As a US right-winger I believe that climate change is pushed by the democrats because it provides the justification for unlimited and centralized government intervention in people’s lives, which is what they wanted anyway because of ideological reasons. The actual impact of climate change is therefore irrelevant and possibly detrimental to this agenda. It’s also my opinion that foreigners are unlikely to get an unbiased view of the right in America unless they go digging for it specifically.
At first I was sympathetic to his point. But then I realized that this is a classic case of picking the metric to push your agenda. What matters is that climate change is causing more severe weather and that weather is causing increasingly more damage and that this whole problem is severe enough to be a national security issue (indeed an international one). It is completely beyond the point that poor people have simultaneously been pushed into areas more prone to weather damage. A sensible person would think that is even more of a reason to combat climate change. A propagandist will twist it to somehow argue that climate change advocacy is "alarmist" and continue ignoring the issue while the real and potential costs keep rising exponentially the more we wait.
No, he did the analysis on actual weather events, including hurricanes, drought, tornadoes, etc and came up with no evidence of increased extremes in the past 50 years compared to the 50 years prior.
tldr; Link to a twitter rant in the middle of a messy finger-pointing exercise. Unsurprisingly, the author of said rant considers himself a victim of some kind of witchhunt.

I think this guy's main problem is that he just doesn't get it. At best he thinks he's sharpening Science by pointing out where it has not yet been conclusive on some subjects (e.g. the link between climate change and extreme weather events). He might actually be right about that specific point, but others with even better credentials dispute that. On a range of other issues, he's got a worse record. Wikipedia quotes him:

"In coming decades the only policies that can effectively be used to manage the immediate effects of climate variability and change will be adaptive."

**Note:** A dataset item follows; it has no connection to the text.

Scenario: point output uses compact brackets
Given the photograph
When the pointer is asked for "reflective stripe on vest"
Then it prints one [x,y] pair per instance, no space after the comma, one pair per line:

This isn't him just pointing out that data is missing. He's full-on advocating we do nothing about emissions but adapt to the effects as they come. He uses the telling word "variability"--a dog whistle to all those deniers who think that somehow climate just "varies" and what we are seeing somehow within some "normal" envelope. He's flat wrong, and he's spreading misinformation and feeding deniers and trolls. Worldwide we are in some seriously deep shit and he's taking potshots and seriously mudding the waters for who knows why the hell.

So what would you do besides adapt during the period between now and when we have the technology to stop emissions?
Science and Politics should not be mixed, in an ideal world.

Once Politics jumps in, people become committed to a point of view. We want to be 'right' (at least so far as the debate is concerned) more than we want the actual truth.

Politics unfortunately costs us progress in this and other areas, sometimes. (But I suppose it is the best thing available.)

In the context of a universal suffrage democracy, everything is potentially political, and pretending otherwise is wishful thinking.